Celebrate one of our closest relatives and learn how you can help protect this endangered species. Meet a zookeeper who cares for our western lowland gorillas during a chat at 11 a.m. and 2 p.m. Throughout the day, stop by to watch artist Jen Bradley as she draws the gorillas. In 1994, she began routinely drawing at the gorilla habitat at Franklin Park Zoo. Since then, she has continued to record her experiences and observations through the process of drawing and video. She refers to this ongoing series and practice as The Ape Drawing Project.

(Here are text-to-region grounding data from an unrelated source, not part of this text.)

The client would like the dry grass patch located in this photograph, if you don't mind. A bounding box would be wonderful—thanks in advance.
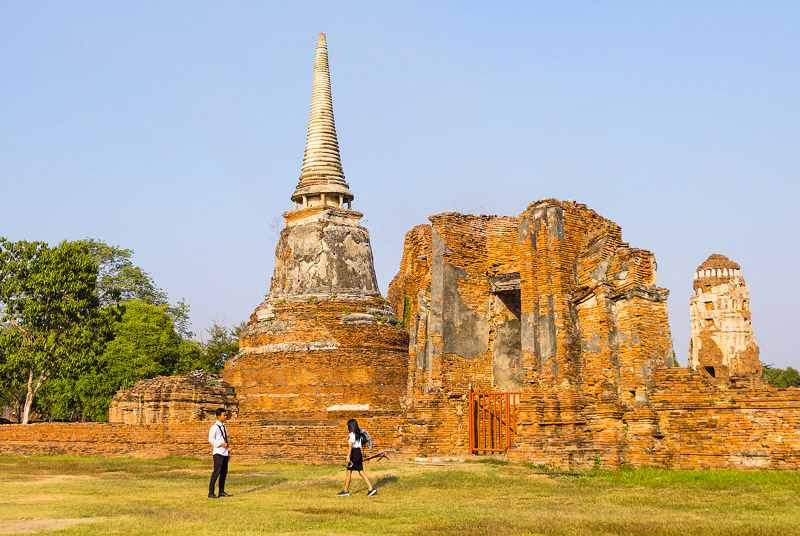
[1,456,798,535]
[0,518,102,534]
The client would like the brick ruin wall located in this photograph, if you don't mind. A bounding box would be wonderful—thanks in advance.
[387,200,800,469]
[2,199,799,470]
[0,415,403,463]
[386,201,670,461]
[108,371,239,425]
[640,368,800,469]
[3,376,798,470]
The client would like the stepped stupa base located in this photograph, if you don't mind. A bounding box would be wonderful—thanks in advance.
[224,298,409,420]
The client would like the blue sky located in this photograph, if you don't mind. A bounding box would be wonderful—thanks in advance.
[1,2,798,368]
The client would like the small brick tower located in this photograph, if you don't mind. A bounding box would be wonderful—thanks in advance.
[689,254,761,382]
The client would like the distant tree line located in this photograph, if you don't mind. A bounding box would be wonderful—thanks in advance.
[762,363,800,389]
[0,238,242,424]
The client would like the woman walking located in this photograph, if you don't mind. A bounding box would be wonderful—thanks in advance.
[337,418,377,496]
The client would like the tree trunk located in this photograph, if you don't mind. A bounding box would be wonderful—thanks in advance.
[21,369,46,425]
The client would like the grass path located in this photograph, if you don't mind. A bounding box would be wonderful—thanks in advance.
[1,456,799,535]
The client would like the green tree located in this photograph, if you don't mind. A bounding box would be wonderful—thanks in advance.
[199,320,243,372]
[167,298,194,340]
[0,239,102,424]
[82,239,167,307]
[83,238,196,351]
[762,363,800,388]
[42,300,191,421]
[0,325,28,422]
[107,301,181,376]
[2,237,239,422]
[173,338,206,375]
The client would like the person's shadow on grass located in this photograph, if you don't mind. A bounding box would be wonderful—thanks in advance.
[241,476,288,494]
[374,475,398,488]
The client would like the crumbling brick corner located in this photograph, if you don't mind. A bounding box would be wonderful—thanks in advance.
[108,370,238,425]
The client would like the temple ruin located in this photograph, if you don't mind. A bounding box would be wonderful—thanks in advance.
[385,202,676,460]
[222,33,409,422]
[689,254,762,386]
[109,370,238,425]
[2,34,798,470]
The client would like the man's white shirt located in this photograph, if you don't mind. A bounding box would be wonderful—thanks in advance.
[209,420,229,456]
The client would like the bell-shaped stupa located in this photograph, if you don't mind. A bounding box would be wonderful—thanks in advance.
[224,34,408,421]
[267,33,380,302]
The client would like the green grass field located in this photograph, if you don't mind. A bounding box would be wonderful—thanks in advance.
[2,456,798,535]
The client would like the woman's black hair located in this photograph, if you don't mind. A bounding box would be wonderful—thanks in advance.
[347,418,365,443]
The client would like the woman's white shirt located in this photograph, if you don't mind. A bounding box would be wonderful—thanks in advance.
[348,432,362,448]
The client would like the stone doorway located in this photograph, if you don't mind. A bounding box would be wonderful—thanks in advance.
[490,272,524,391]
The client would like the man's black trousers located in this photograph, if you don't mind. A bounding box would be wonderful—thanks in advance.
[209,454,229,494]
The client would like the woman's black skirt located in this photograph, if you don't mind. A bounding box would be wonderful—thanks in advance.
[348,447,364,471]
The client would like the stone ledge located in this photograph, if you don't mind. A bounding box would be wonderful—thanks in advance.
[239,341,341,353]
[326,404,370,412]
[342,313,375,324]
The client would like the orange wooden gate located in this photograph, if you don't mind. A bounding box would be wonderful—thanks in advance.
[468,389,521,454]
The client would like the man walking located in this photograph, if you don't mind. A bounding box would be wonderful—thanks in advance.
[208,408,231,498]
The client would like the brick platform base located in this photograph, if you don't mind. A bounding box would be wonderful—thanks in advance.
[2,377,799,471]
[0,420,372,462]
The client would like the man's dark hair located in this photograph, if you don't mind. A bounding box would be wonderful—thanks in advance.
[215,408,228,417]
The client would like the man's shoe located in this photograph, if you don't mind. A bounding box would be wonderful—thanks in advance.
[218,492,232,497]
[208,493,218,498]
[336,490,350,496]
[367,488,377,496]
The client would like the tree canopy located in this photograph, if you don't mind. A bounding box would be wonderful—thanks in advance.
[42,301,205,421]
[200,320,243,370]
[763,363,800,388]
[83,239,167,307]
[0,324,28,421]
[0,238,104,424]
[0,238,240,423]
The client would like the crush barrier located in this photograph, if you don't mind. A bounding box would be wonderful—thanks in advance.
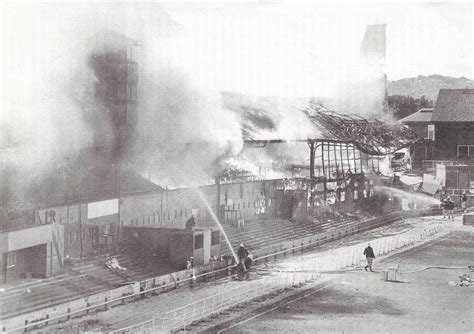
[2,262,229,333]
[110,225,443,334]
[4,211,403,333]
[111,269,317,334]
[5,207,449,333]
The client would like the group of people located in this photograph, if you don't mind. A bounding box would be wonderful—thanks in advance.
[441,196,456,220]
[440,191,468,220]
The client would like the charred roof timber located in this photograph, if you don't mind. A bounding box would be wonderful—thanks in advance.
[244,109,423,156]
[310,110,422,156]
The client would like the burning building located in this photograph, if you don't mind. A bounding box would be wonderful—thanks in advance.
[0,23,423,282]
[0,30,146,283]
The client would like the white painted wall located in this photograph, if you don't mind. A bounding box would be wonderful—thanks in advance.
[87,199,119,219]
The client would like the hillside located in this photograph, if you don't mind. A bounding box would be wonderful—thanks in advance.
[388,74,474,101]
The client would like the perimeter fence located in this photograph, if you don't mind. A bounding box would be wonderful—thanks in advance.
[111,225,443,334]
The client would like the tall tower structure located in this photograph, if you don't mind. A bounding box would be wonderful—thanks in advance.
[360,24,388,114]
[87,29,139,162]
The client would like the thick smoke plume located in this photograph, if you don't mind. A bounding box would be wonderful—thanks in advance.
[2,3,396,207]
[1,2,245,201]
[131,33,243,186]
[2,3,97,206]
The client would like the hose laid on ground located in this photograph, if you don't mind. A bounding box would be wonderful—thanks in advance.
[257,266,468,275]
[396,266,467,274]
[325,265,468,274]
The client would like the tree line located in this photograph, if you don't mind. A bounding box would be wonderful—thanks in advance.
[388,95,434,120]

Zoo New England is committed to the conservation of gorillas and is a longtime participant in the Western Lowland Gorilla Species Survival Plan, which is a cooperative, inter-zoo program coordinated nationally through the Association of Zoos and Aquariums (AZA). SSPs help to ensure the survival of selected species in zoos and aquariums, most of which are threatened or endangered, and enhance conservation of these species in the wild. Additionally, Franklin Park Zoo has teamed up with Eco-Cell, a company that partners with zoos across the country, to recycle cell phones and refurbish them for reuse. This reduces the need for more coltan, leads to less mining and destruction of habitat, and helps the gorillas. Drop off your old cell phones at the Eco-Cell box inside the Tropical Forest.

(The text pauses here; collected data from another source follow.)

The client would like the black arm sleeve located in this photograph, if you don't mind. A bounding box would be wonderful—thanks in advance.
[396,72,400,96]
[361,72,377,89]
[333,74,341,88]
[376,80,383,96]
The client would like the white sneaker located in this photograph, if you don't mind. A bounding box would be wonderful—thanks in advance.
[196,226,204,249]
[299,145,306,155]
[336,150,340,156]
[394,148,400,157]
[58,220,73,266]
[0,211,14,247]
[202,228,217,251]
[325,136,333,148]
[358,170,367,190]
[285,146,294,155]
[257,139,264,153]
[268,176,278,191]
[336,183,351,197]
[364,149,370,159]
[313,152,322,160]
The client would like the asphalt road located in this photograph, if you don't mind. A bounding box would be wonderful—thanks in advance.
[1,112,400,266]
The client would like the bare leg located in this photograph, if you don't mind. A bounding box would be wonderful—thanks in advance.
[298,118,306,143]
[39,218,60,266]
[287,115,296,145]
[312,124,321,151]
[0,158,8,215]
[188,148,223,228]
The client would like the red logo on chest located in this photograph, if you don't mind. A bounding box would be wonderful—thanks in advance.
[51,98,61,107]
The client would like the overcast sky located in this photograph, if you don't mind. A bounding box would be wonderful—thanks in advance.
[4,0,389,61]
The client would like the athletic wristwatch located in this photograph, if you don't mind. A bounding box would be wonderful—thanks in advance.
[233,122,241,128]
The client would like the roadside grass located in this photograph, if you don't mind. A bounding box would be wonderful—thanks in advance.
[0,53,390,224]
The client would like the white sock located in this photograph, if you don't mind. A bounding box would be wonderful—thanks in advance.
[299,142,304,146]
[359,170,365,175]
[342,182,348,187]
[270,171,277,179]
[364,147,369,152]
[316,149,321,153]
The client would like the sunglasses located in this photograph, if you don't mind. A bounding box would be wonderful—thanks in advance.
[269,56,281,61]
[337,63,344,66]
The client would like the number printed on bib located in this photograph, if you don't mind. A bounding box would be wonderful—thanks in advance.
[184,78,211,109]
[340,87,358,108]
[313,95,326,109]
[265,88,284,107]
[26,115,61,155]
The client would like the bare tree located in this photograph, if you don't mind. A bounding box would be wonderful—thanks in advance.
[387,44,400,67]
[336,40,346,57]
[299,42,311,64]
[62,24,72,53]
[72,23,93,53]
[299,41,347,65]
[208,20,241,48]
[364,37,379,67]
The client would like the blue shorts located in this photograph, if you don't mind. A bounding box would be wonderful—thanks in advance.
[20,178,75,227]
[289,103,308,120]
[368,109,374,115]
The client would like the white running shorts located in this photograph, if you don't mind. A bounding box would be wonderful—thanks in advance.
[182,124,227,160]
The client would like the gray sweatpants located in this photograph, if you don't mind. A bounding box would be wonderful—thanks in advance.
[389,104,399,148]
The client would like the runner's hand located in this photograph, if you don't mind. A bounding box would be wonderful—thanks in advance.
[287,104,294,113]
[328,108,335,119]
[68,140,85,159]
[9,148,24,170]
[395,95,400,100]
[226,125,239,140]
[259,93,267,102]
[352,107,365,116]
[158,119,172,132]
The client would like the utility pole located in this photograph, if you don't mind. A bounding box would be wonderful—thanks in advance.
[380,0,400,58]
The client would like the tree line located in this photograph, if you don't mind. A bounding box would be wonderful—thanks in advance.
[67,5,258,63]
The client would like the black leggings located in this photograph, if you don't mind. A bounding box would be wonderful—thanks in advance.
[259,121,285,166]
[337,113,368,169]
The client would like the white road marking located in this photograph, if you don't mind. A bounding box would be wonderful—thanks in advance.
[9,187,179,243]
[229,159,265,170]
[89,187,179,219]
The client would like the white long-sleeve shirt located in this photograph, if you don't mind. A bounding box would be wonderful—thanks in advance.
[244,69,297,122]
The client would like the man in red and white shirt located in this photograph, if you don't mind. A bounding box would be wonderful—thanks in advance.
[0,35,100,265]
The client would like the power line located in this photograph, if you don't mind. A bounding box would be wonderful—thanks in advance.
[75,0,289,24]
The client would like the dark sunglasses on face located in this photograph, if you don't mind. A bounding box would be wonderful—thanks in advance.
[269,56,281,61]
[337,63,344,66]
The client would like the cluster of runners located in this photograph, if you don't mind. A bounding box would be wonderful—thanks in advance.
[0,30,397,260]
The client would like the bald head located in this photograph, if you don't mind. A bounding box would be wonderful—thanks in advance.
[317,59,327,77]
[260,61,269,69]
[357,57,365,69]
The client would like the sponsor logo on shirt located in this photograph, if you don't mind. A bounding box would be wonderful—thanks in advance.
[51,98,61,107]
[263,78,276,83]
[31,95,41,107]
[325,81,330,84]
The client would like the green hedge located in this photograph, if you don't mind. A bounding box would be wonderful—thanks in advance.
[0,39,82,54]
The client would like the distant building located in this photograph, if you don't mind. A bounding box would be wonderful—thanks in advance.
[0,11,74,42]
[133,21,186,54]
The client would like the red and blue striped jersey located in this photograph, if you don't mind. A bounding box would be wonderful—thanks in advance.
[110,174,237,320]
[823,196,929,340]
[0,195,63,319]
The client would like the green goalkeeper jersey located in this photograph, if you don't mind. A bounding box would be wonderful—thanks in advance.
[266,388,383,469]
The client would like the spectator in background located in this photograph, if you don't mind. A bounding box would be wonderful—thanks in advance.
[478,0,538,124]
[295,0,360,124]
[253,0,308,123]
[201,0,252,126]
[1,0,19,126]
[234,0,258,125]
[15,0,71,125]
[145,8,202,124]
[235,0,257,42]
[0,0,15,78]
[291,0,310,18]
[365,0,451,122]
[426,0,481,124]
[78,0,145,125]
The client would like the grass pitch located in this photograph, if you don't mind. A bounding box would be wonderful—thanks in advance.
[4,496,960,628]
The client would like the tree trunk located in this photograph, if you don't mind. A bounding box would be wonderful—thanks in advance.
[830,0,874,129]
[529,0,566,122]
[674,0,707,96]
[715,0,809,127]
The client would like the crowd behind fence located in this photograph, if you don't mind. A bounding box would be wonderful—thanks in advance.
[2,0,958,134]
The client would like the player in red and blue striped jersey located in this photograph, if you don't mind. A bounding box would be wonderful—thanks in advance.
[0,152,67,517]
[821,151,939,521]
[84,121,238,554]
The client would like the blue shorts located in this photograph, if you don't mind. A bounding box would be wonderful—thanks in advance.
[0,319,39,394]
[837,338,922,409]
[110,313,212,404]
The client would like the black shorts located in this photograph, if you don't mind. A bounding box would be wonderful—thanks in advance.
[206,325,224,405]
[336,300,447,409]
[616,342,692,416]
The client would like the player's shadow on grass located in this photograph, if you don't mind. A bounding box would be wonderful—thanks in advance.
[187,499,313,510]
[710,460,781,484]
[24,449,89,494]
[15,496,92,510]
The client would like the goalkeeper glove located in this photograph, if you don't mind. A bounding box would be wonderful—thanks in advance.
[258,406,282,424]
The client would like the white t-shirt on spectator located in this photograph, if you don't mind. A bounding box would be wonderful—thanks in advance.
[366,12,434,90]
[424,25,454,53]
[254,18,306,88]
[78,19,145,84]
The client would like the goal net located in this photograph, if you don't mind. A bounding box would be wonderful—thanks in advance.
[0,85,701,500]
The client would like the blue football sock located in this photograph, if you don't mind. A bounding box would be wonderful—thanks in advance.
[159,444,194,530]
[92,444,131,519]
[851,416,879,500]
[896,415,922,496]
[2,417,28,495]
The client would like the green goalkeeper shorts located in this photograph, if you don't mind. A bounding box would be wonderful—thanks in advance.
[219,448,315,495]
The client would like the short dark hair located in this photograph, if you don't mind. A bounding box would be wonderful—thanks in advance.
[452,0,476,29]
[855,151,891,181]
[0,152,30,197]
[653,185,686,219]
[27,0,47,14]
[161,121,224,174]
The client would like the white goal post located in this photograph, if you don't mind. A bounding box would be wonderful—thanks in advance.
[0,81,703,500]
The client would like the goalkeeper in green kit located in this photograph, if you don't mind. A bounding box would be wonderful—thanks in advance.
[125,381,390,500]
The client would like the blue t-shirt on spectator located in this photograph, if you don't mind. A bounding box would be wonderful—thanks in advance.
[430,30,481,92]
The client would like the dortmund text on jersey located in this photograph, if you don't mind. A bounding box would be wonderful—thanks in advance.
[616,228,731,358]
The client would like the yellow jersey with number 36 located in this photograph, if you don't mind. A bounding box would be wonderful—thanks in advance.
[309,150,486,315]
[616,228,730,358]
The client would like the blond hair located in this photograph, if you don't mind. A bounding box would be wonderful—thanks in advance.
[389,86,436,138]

Zoo New England is also proud to partner with the Wildlife Conservation Society (WCS) on a project to conserve and protect Cross-River gorillas—a sub-species of the western lowland gorilla and the most threatened ape in Africa. Zoo New England’s support provides field equipment and supplies, and helps improve anti-poaching efforts within the Afi Mountain Wildlife Sanctuary. This partnership supports full-time employment to community rangers, who play a critical role in the sanctuary's wellbeing. Support of anti-poaching planning and monitoring by these rangers has shown to significantly improve law enforcement effectiveness and has gradually reduced hunting within the sanctuary.